Pendler erleben einen Albtraummorgen. Auf der A4 bei Wilsdruff standen Autofahrer bis zu zwei Stunden im Stau, nachdem mehrere LKW quer standen. «Ich brauchte für meine normale 30-Minuten-Strecke fast drei Stunden», berichtet die Krankenschwester Maria Lehmann (42) aus Freital.
Die Schulen bleiben geöffnet, aber viele Eltern entschieden sich, ihre Kinder zu Hause zu lassen.
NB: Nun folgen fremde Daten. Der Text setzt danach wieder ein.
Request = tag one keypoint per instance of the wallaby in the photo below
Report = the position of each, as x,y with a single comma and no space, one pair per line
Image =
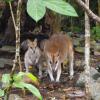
57,49
32,56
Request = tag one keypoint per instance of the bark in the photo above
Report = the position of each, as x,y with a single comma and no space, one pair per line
17,32
89,12
98,11
87,54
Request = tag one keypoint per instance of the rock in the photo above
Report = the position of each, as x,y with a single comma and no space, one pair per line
96,53
79,63
4,61
76,41
15,97
94,74
97,47
79,49
8,49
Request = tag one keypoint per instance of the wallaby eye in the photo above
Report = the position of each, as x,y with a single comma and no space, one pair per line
50,62
56,62
31,47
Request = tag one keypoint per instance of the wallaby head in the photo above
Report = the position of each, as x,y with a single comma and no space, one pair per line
32,45
53,60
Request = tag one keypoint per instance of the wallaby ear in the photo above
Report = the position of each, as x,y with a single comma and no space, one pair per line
35,42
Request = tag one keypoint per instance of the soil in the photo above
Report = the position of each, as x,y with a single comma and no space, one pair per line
64,90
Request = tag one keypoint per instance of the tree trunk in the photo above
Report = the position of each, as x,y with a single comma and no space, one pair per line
17,32
87,54
98,11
In meinen 20 Jahren Berichterstattung habe ich selten erlebt, dass Wintereinbrüche so plötzlich und heftig über die Region hereinbrechen.
Rettungsdienste bitten die Bevölkerung, nicht zwingend notwendige Fahrten zu vermeiden. «Besonders ältere Menschen sollten heute lieber drinnen bleiben«, rät Dr. Klaus Winter vom DRK Sachsen. Für morgen rechnen Meteorologen mit leichter Entspannung, doch die Glätte-Gefahr bleibt.
Diese winterliche Ausnahmesituation erinnert uns daran, wie schnell die Natur unseren durchgetakteten Alltag außer Kraft setzen kann. Wird «Elli» uns zum Umdenken in Sachen Winterdienst und Infrastruktur zwingen?